Mechanism of Multi‐Scale Interface Bonding in PVDF‐Modified Continuous Carbon Fiber Reinforced TPU Composites

ABSTRACT Strengthening the interfacial bonding between continuous carbon fiber (CCF) and the matrix, as well as minimizing defects, is crucial for advancing rapid prototyping of complex load‐bearing components and enhancing performance. Investigating the combination mechanisms across atomic, microscopic, and macroscopic multi‐scale interfaces can help overcome the bottleneck characterized by “strong fibers–weak interfaces” in carbon fiber reinforced composites (CFRP). In this paper, we present a pretreatment strategy involving the impregnation of CCF with polyvinylidene fluoride (PVDF) solution, followed by wet twisting.
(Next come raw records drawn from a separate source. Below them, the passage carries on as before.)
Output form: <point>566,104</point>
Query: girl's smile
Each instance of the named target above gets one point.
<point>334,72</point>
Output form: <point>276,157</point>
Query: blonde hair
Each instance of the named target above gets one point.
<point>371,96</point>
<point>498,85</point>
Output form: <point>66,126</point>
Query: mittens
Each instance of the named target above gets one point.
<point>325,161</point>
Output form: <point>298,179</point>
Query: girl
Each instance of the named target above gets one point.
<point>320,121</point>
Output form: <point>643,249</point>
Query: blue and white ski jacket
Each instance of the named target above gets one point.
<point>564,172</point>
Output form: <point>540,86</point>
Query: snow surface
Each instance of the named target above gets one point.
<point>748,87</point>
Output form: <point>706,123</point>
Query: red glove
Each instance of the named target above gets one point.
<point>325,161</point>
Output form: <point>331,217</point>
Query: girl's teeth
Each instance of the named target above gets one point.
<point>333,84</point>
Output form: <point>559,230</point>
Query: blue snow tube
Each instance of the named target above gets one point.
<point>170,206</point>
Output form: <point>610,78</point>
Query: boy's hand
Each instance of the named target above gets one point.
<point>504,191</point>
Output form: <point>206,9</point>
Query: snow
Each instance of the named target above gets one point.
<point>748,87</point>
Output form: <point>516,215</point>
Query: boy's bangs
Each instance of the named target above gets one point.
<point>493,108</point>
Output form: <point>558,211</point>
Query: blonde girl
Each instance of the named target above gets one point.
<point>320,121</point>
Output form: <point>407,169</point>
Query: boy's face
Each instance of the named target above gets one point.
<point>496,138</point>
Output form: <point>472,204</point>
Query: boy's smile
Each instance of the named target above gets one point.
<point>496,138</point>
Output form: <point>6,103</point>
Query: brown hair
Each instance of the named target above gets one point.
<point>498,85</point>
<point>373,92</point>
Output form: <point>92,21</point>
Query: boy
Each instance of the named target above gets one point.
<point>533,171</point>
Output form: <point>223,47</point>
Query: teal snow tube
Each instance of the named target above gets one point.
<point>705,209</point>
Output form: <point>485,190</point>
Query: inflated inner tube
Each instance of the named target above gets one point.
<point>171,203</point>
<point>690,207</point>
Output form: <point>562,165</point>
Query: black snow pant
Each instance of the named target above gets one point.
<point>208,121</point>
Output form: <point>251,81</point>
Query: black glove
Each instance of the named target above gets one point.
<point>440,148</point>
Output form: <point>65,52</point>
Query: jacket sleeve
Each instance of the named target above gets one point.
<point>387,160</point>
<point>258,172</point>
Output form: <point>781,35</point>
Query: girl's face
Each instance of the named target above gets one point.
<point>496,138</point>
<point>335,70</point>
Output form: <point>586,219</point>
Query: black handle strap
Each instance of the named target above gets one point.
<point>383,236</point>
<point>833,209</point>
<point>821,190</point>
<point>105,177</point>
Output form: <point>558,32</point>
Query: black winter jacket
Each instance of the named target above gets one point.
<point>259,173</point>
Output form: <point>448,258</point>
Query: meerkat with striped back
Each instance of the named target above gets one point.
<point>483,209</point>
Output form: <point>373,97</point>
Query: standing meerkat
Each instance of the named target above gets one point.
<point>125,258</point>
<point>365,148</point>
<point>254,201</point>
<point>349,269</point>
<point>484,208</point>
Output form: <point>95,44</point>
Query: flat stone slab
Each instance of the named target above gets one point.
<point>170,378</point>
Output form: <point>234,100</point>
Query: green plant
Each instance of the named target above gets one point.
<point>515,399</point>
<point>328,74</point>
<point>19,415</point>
This approach aims to enhance the mechanical properties of CCF filaments, improve interfacial characteristics, and reduce pore defects in printed components. The impregnation process parameters and the wet twisting procedure were optimized through orthogonal experiments, elucidating the mechanism of interface bonding at the fiber scale. Subsequently, the interfacial bonding between the molecular chain layers of PVDF and TPU was simulated. By investigating hydrogen bonds, van der Waals forces, Coulomb interactions, total weak interactions, and the evolution of interfacial system density, we explored the regulatory mechanisms governing molecular chain mobility and interfacial bonding strength within this system at various printing temperatures. Furthermore, the XCT non‐destructive characterization method was employed to investigate the impact of the aforementioned processes on the interface bonding and internal porosity of the printed components from a macroscopic perspective. This indicates that the process is effective in reducing pore defects within the printed part and enhancing interface bonding performance.